Die innere Uhr, die Dunkelheit und das Licht
Zeitumstellung, kürzere Tage, zunehmende Dunkelheit – all das sorgt bei vielen Menschen für Missempfindungen und Befindlichkeitsstörungen. Woher kommen die und was können wir dagegen empfehlen?
Unsere innere Uhr tickt …tickt … tickt …. Automatisch, den ganzen Tag, 24 Stunden, im Sommer, im Winter. Sie bestimmt unsere Wach- und Schlafphasen, sie bestimmt Schwankungen des Blutdrucks, der Herzfrequenz und der Körpertemperatur. Jedes Organ hat eine innere Uhr – und jede einzelne Zelle. Immerhin 10 Prozent unserer Gene sind zirkadian getaktet. Das ist auch sinnvoll, weil dadurch der gesamte Stoffwechsel den Anforderungen im Tagesverlauf angepasst werden kann. Aber was macht die Dunkelheit im Winter mit unserer Uhr? Kann diese aus dem Takt geraten? Kann man dann gegensteuern? Und können wir unsere innere Uhr unterstützen?

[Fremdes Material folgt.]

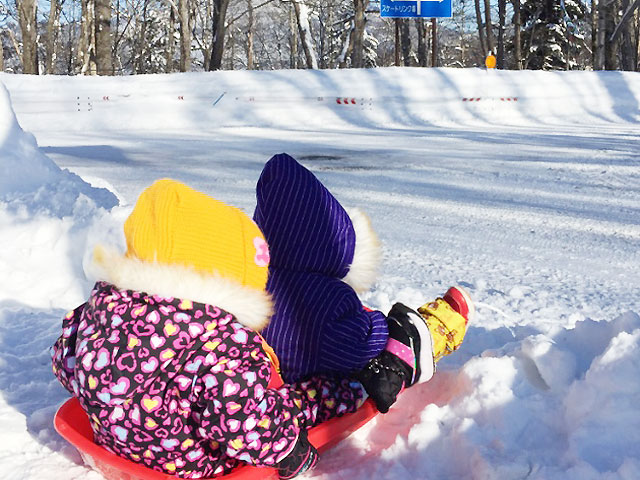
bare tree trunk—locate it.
[178,0,191,72]
[44,0,60,74]
[474,0,487,60]
[165,5,176,73]
[513,0,522,70]
[136,0,149,73]
[16,0,38,75]
[484,0,495,53]
[607,0,640,71]
[431,18,438,67]
[351,0,367,68]
[95,0,113,75]
[209,0,229,71]
[247,0,256,70]
[496,0,507,70]
[604,0,619,70]
[293,0,318,69]
[289,8,298,70]
[624,0,640,68]
[593,0,607,70]
[416,18,429,67]
[400,18,411,67]
[591,0,599,66]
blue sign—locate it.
[380,0,452,18]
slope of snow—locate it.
[0,68,640,480]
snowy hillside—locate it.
[0,68,640,480]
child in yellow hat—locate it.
[53,179,366,478]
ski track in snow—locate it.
[0,69,640,480]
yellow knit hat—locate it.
[124,179,269,290]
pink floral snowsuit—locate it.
[53,282,363,478]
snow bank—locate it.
[3,67,640,132]
[324,313,640,480]
[0,84,118,307]
[0,84,118,217]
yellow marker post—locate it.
[484,52,496,68]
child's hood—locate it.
[254,154,380,291]
[75,282,267,408]
[92,246,272,332]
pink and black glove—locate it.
[276,429,318,480]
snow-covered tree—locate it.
[520,0,587,70]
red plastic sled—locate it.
[53,398,378,480]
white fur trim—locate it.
[342,208,380,293]
[93,246,273,332]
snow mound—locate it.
[0,84,118,218]
[330,312,640,480]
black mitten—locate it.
[355,350,406,413]
[276,429,318,480]
[355,303,432,413]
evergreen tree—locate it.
[520,0,587,70]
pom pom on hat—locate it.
[124,179,269,290]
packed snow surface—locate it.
[0,68,640,480]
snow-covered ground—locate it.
[0,68,640,480]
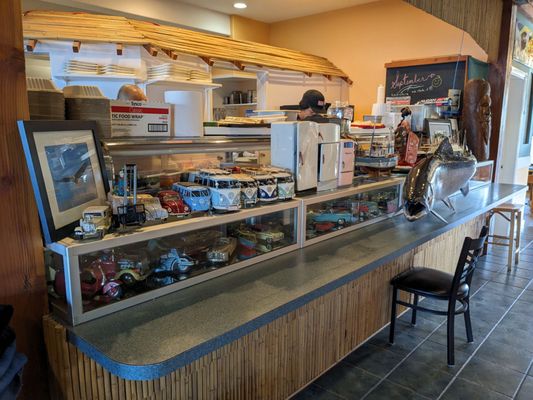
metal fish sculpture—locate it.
[403,139,477,222]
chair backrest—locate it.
[451,226,489,296]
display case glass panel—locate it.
[50,200,299,324]
[303,179,402,245]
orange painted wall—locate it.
[231,15,270,44]
[270,0,487,118]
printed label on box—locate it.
[111,101,170,137]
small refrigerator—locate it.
[270,121,318,192]
[317,123,341,191]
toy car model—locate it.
[252,224,285,247]
[207,237,237,264]
[158,249,198,273]
[74,206,111,240]
[137,194,168,221]
[313,211,353,228]
[264,167,296,200]
[157,190,191,215]
[204,175,241,211]
[114,258,149,286]
[172,182,211,212]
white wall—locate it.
[22,0,231,36]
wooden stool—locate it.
[483,203,524,271]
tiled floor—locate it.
[293,210,533,400]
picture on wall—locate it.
[19,121,109,244]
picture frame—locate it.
[18,121,109,244]
[424,118,453,143]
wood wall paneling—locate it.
[0,0,47,399]
[44,216,484,400]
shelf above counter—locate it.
[103,136,270,157]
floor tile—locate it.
[365,380,426,400]
[491,274,531,289]
[368,329,423,355]
[344,343,403,378]
[291,384,342,400]
[315,361,379,399]
[442,378,510,400]
[388,360,453,398]
[407,340,468,373]
[459,357,523,397]
[484,282,522,297]
[515,376,533,400]
[476,335,533,373]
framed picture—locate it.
[18,121,109,244]
[424,118,453,143]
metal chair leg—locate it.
[389,287,398,343]
[514,210,522,264]
[507,211,516,271]
[411,294,418,325]
[464,299,474,343]
[447,301,455,366]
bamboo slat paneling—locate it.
[23,11,349,81]
[404,0,503,61]
[44,216,484,400]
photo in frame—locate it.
[18,121,109,244]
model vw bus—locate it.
[206,175,241,211]
[232,174,258,208]
[172,182,211,212]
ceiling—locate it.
[181,0,378,23]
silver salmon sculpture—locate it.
[403,139,477,222]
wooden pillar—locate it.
[489,0,516,166]
[0,0,48,399]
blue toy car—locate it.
[172,182,211,212]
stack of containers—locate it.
[63,86,111,138]
[26,78,65,120]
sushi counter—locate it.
[44,184,525,399]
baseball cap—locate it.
[299,89,326,113]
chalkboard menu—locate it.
[385,60,466,104]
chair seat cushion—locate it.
[391,267,470,299]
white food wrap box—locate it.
[111,100,172,137]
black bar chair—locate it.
[389,226,488,365]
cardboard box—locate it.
[111,100,171,137]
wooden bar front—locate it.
[44,215,484,400]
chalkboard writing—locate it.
[385,61,465,104]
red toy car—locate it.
[157,190,191,215]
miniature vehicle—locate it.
[157,190,190,215]
[265,167,296,200]
[207,237,237,264]
[315,221,337,233]
[206,175,241,211]
[137,194,168,221]
[172,182,211,212]
[313,210,353,227]
[195,168,230,186]
[74,206,111,240]
[233,174,259,208]
[114,258,149,286]
[254,175,278,202]
[160,249,198,273]
[236,226,257,249]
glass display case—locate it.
[47,200,300,325]
[470,160,494,189]
[300,178,404,246]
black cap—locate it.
[299,89,326,114]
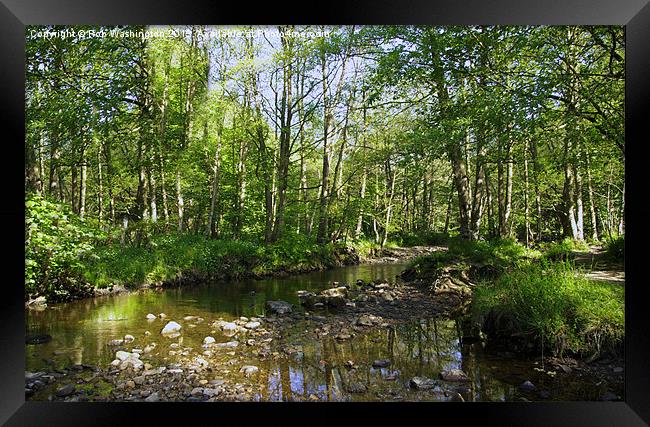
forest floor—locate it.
[361,246,447,264]
[573,245,625,285]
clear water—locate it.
[25,264,606,401]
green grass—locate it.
[396,231,449,247]
[407,237,541,274]
[605,236,625,262]
[83,234,354,287]
[472,260,625,354]
[540,237,589,261]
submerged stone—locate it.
[440,369,469,381]
[409,377,437,390]
[264,301,293,314]
[160,321,182,336]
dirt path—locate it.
[574,245,625,285]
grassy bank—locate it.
[25,197,358,302]
[406,238,625,355]
[407,237,541,277]
[473,260,625,355]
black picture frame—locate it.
[0,0,650,426]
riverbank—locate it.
[25,227,445,309]
[26,270,622,402]
[394,241,625,387]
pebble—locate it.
[372,359,390,368]
[239,365,260,376]
[409,377,437,390]
[440,369,469,381]
[519,381,536,391]
[144,392,160,402]
[56,384,75,397]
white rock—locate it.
[144,392,160,402]
[221,322,237,331]
[244,322,260,329]
[239,365,260,376]
[160,321,182,335]
[115,350,131,361]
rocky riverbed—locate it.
[25,273,622,402]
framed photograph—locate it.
[0,0,650,426]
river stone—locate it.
[264,301,293,314]
[357,314,380,326]
[25,371,45,380]
[216,341,239,348]
[239,365,260,377]
[440,369,469,381]
[115,350,131,362]
[160,321,182,336]
[194,357,210,366]
[221,322,237,332]
[144,391,160,402]
[244,322,260,329]
[346,383,368,393]
[25,334,52,344]
[203,388,221,397]
[56,384,75,397]
[519,381,536,391]
[409,377,437,390]
[372,359,390,368]
[449,391,465,402]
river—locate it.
[25,263,606,401]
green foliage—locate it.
[473,260,625,354]
[407,237,540,276]
[541,237,589,261]
[25,194,102,301]
[398,231,449,247]
[83,233,354,287]
[605,236,625,261]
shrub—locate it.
[605,236,625,261]
[473,260,625,354]
[25,194,102,301]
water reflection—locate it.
[254,319,603,401]
[25,264,404,370]
[26,264,606,401]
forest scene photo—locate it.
[24,25,625,402]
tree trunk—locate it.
[584,149,598,241]
[79,147,88,219]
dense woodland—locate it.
[25,26,625,245]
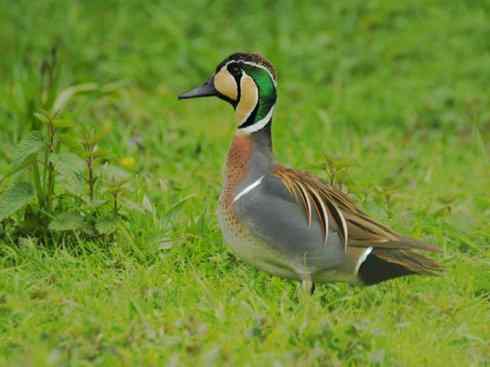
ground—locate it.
[0,0,490,367]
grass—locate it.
[0,0,490,367]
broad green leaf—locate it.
[53,118,74,129]
[49,212,85,232]
[51,83,98,115]
[12,131,44,167]
[95,217,119,234]
[0,182,34,220]
[50,153,85,196]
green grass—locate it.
[0,0,490,367]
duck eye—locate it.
[228,63,241,76]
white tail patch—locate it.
[238,106,274,134]
[233,176,264,202]
[356,247,373,274]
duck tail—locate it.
[358,248,443,285]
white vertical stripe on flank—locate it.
[233,176,264,202]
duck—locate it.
[178,52,442,294]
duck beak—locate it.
[178,77,218,99]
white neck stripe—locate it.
[240,61,277,87]
[233,176,264,202]
[238,105,274,134]
[240,71,260,125]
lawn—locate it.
[0,0,490,367]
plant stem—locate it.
[32,160,44,208]
[87,153,95,201]
[46,122,55,211]
[112,191,119,217]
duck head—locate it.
[179,52,277,133]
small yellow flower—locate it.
[119,157,136,169]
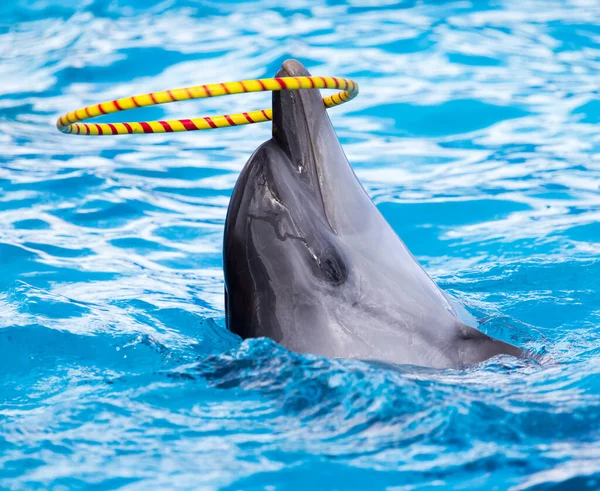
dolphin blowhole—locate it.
[223,60,524,368]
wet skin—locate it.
[223,60,523,368]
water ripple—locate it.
[0,0,600,490]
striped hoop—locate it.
[56,77,358,136]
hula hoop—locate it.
[56,77,358,136]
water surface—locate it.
[0,0,600,490]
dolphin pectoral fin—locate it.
[458,323,527,366]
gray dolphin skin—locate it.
[223,60,523,368]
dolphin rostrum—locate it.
[223,60,523,368]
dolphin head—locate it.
[223,60,520,367]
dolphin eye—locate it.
[319,253,348,285]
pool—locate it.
[0,0,600,490]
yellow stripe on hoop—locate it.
[56,77,358,136]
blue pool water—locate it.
[0,0,600,490]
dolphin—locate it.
[223,60,524,368]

Unsere innere Uhr ist hochkomplex organsiert: die Zentraleinheit ist der suprachiasmatische Nukleus, abgekürzt SCN, ein Zellhaufen aus mehr als 10.000 Neuronen, der beim Menschen knapp drei Zentimeter hinter dem Augapfel im Hypothalamus lokalisiert ist. Die Zellen des SCN schütten Neuropeptide aus und senden Signale an die Epiphyse, die dann im zirkadianen Rhythmus Hormone wie Melatonin und Cortisol, produziert. Reguliert wird der gesamte Prozess durch etwa hundert Uhren-Gene, die Namen tragen wie „Period“ (Nobelpreis 2017 für Jeffrey Hall, Michael Rosbash und Michael Young) oder „CLOCK“.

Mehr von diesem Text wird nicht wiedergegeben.